Introduction

The early studies of soil actinomycetes conducted by Waksman and his colleagues led to the discovery of antibiotics such as actinomycin and streptomycin, of which streptomycin subsequently became medicine for tuberculosis [1]. Since streptomycin was discovered from Streptomyces griseus in 1944, multiple types of antibiotics have been isolated from actinomycetes, primarily from organisms of the genus Streptomyces; the early years of this process are now considered the “Golden Age” of antibiotic development.
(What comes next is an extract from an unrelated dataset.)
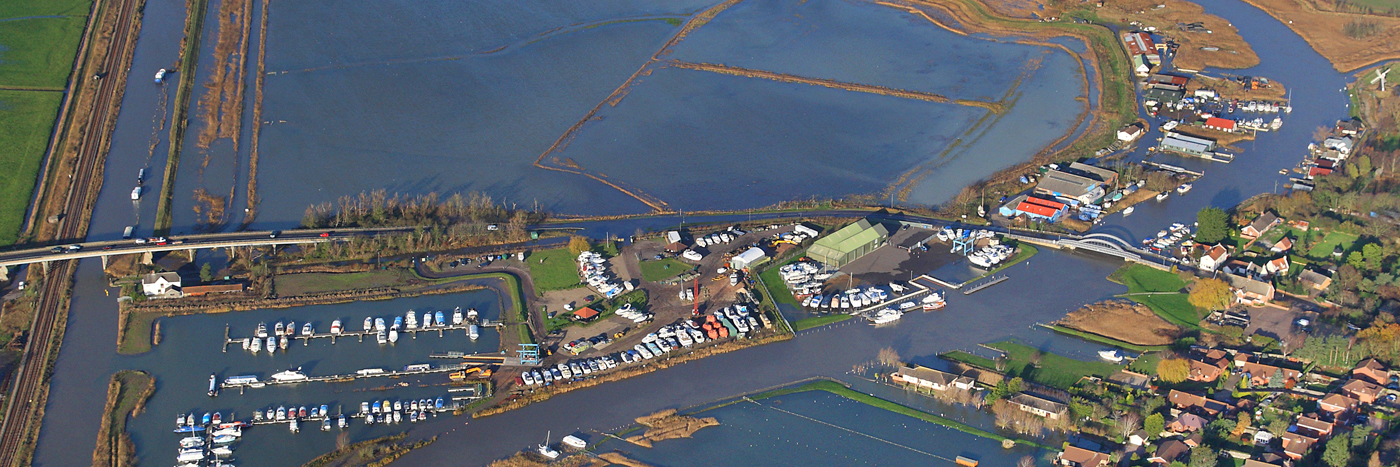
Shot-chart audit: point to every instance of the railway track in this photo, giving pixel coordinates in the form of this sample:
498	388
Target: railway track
30	378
Classically, soil-derived Streptomyces has been used as a resource in screening for novel antibiotics [2, 3]. To date, the number of bioactive secondary metabolites produced by microorganisms, including those from actinomycetes, is thought to exceed 50,000, and those with bioactivity are thought to number some 22,000 to 23,000 [2]. However, only a tiny fraction (<1%) of such bioactive microbial secondary metabolites are used directly in our day-to-day life [2]. Most of these compounds are derived from actinomycetes, such that about 50–55% of known bioactive compounds, are produced by members of the genus Streptomyces [4].

Since the late 1980s, the number of novel compounds isolated from terrestrial microorganisms has steadily decreased, causing a decline in the identification of new antibiotics [5, 6]. Therefore, many researchers have been interested in exploring actinomycetes from under-investigated (non-soil) habitats [7, 8]. In recent studies, many actinomycetes have been found in marine environments such as coastal sediments, deep-sea sediments, marine sponges, seaweeds, etc. [9,10,11,12,13]. For example, Streptomyces tirandamycinicus [14] was isolated from a marine sponge and Streptomyces xinghaiensis [10] was isolated from marine sediment. Notably, such marine-derived Streptomyces have been the sources of novel compounds, including respectively the antibacterial tirandamycin [14], desertomycin G [15] and the antimicrobial tunicamycin E [16]. Thus, the screening of samples obtained from marine environments is expected to lead to the discovery of novel actinomycetes and antibiotics [17]. Therefore, we decided to focus on screening marine environments, such as coastal sediments in Japan, for both novel actinomycetes and metabolites.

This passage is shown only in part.